Itay Zamir thinks one reason for bottled water’s continued growth is a lack of public filling stations. He reckons a lot of people who might be willing to carry their own bottle are put off by the idea of a standard fountain, because it looks sort of unhygienic, even if it isn’t really.
Zamir’s company, Woosh, is developing a private alternative: a fountain that strips municipal water of its nasty-tasting chlorine, incorporates its own ozone-based filtration system, chills water, and offers customers the opportunity to clean their bottles before refilling.
“We are aiming only at those people actually buying plastic bottles and we’re trying to convince them to change their behavior,” he says.
Based in Tel Aviv, Woosh has been running a pilot for the last 18 months in five locations in the city: in a park, downtown, in a residential neighborhood, on a boardwalk and on a beach. The park proved the most popular. The cost is about 50 cents per refill, which is obviously more expensive than a free public fountain, but about half the price of a bottle.
The filter inside the unit makes its own carbon trioxide from water, which is then used for the ozone treatment. Meanwhile, a display show how customers are reducing environmental impacts, for example in terms of CO2 that’s not produced from plastic manufacturing.
The unit may be a hard sell in places where bottled water is cheap and water fountains are ubiquitous.

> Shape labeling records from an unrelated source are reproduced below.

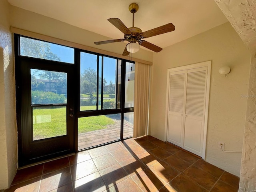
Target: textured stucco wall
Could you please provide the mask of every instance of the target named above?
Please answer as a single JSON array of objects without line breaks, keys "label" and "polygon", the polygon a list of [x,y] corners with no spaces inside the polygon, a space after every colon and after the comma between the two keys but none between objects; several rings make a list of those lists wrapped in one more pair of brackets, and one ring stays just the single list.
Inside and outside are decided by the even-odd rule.
[{"label": "textured stucco wall", "polygon": [[252,54],[239,191],[256,191],[256,1],[215,0]]},{"label": "textured stucco wall", "polygon": [[[167,69],[212,60],[206,160],[237,176],[240,175],[245,119],[250,54],[230,23],[164,49],[153,57],[150,129],[151,135],[164,138]],[[228,66],[231,72],[220,75]]]},{"label": "textured stucco wall", "polygon": [[247,100],[239,191],[256,191],[256,58],[252,56]]},{"label": "textured stucco wall", "polygon": [[16,128],[12,36],[9,4],[0,5],[0,189],[8,188],[16,173]]}]

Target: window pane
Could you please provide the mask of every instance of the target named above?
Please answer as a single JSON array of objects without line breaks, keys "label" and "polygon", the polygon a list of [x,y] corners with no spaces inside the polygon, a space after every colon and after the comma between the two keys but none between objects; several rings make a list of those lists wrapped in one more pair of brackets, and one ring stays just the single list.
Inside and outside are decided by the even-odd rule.
[{"label": "window pane", "polygon": [[117,60],[103,57],[103,80],[106,86],[103,90],[103,109],[116,108]]},{"label": "window pane", "polygon": [[134,63],[126,62],[124,107],[134,107],[135,69]]},{"label": "window pane", "polygon": [[34,140],[67,134],[66,107],[33,107]]},{"label": "window pane", "polygon": [[98,109],[101,109],[101,84],[103,83],[103,86],[106,84],[106,81],[102,81],[102,56],[99,56],[99,104]]},{"label": "window pane", "polygon": [[120,139],[120,114],[78,118],[78,150]]},{"label": "window pane", "polygon": [[20,55],[74,63],[74,49],[40,40],[20,37]]},{"label": "window pane", "polygon": [[30,70],[31,104],[67,103],[67,73]]},{"label": "window pane", "polygon": [[118,76],[117,78],[117,108],[120,109],[121,106],[121,70],[122,60],[118,60]]},{"label": "window pane", "polygon": [[124,114],[124,138],[133,136],[134,112]]},{"label": "window pane", "polygon": [[81,52],[80,110],[96,110],[97,102],[97,55]]}]

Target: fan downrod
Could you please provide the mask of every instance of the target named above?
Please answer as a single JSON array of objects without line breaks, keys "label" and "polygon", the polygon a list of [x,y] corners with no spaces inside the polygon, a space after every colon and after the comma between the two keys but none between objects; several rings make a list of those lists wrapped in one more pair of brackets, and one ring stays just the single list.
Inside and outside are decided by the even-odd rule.
[{"label": "fan downrod", "polygon": [[133,3],[129,6],[129,10],[132,13],[135,13],[139,10],[139,6],[135,3]]}]

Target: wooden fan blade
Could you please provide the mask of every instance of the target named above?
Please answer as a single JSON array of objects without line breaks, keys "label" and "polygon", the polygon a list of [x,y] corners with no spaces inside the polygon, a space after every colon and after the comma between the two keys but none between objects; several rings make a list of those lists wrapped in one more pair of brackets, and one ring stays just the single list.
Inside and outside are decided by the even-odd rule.
[{"label": "wooden fan blade", "polygon": [[144,38],[148,38],[148,37],[170,32],[171,31],[174,31],[175,30],[175,26],[173,25],[173,24],[170,23],[166,25],[157,27],[154,29],[143,32],[142,33],[142,36]]},{"label": "wooden fan blade", "polygon": [[163,49],[159,47],[156,45],[152,44],[151,43],[148,42],[147,41],[142,40],[139,42],[140,45],[143,46],[146,48],[148,48],[148,49],[152,50],[155,52],[159,52],[162,50]]},{"label": "wooden fan blade", "polygon": [[114,43],[115,42],[122,42],[124,41],[124,39],[113,39],[112,40],[107,40],[106,41],[94,42],[94,44],[96,45],[101,45],[102,44],[106,44],[106,43]]},{"label": "wooden fan blade", "polygon": [[108,20],[116,28],[126,35],[130,35],[131,32],[127,27],[118,18],[110,18]]},{"label": "wooden fan blade", "polygon": [[124,48],[124,52],[123,52],[123,54],[122,54],[122,55],[124,55],[125,56],[127,56],[128,55],[129,55],[129,54],[130,54],[130,52],[129,52],[128,50],[127,49],[126,49],[126,46],[125,46],[125,48]]}]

But then some cities, like San Francisco and Concord, Massachusetts, are banning bottles, which could open up a market. The National Park Service has also outlawed plastic bottles on some of its sites.
The bottled water industry claims that banning its product constitutes denial of a basic right and a threat to human health. But those claims are somewhat invalidated by the fact that bottled water used to be a lot less common than it is now. Back in 1976, according to industry figures, we drank only 1.6 liters of the stuff per person a year. Now our consumption is past 200 liters per person.
Woosh absorbs “most of” the cost of installing the machines, Zamir says, and it offers to maintain them using its own IT network. They can also be used as environmental sensor stations, says the entrepreneur, for instance recording air quality and temperature in their locations.